Brahman Naman opens with a revolting scene involving a refrigerator. The sequence was so appalling that it immediately made me root against the lead character, and worse, against the film itself. I managed to survive this scene, and even emerged with the optimistic view that the movie would probably become more civilized as it went on. This mad hope was quickly trampled by an endless parade of disgusting set pieces that featured, among other things, ceiling fans and aquariums put to macabre uses. This is a sex comedy that has been touted as India’s answer to American Pie, but who the heck even asked the question?
Don’t get me wrong, I am not opposed to sex comedies on principle. However, the vast majority of movies in the genre are shamelessly lazy. After all, the immaturity of the target audience will supply the laughs – why bother trying to be clever or witty when the mere mention of genitals or masturbation is enough to send your adolescent viewers into delighted fits of giggles?
I think the agitation I feel against Brahman Naman is because it never rises above the gutter despite the fact that there is clearly some intelligence behind it. The film is fresh and inventive in its use of visuals right from the opening credits. There are some superb musical choices. The quizzing background of the story was a treat for the amateur quizzer in me, as were the continuous bursts of trivia that erupt throughout the landscape of the film. The screenplay is interesting too. The characters speak with a convoluted verbosity, pompous awareness of their knowledge dripping from almost every sentence. This rings false – you’ll almost never meet real quizzers who speak like this all the time, but I’ll concede that a lot of the dialogue is clever.
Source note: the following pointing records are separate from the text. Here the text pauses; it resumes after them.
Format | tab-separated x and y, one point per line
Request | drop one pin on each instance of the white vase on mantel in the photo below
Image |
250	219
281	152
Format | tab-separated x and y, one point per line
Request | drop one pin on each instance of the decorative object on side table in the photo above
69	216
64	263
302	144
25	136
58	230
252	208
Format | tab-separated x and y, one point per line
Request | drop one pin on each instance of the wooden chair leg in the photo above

There is a quirkiness to these characters that could have been exploited, but sadly they are turned into interchangeable hormone machines. Director Q (Qaushiq Mukherjee) could have made quite a good film about quizzing with an undercurrent of sex. Instead he has made a bad film about sex set against a backdrop of quizzing.
There are a couple of bright spots as far as the performances go. Comedian Biswa Kalyan Rath is entertaining in a recurring cameo of sorts, and Sid Mallya of all people makes an amusing acting debut. Tanmay Dhanania, as Ajay, has some great deadpan moments. However, Brahman Naman is about brahman Naman, and unfortunately the protagonist is far and away the most unlikeable character in the film.
In the right hands, an unpleasant lead is a fascinating thing, but I’m not sure if this film understands just how awful Naman is, or why he is so. Twice in this unsubtle movie, two different women directly voice their opinions about Naman. One tells him, “You’re oddly likeable. Or likeable, which is odd.” Another recoils in horror and says, “You’re ugly, Naman.” Q is tremendously successful in convincing us that the second girl is right. He just can’t make us believe the first girl has a point too, and that is his downfall.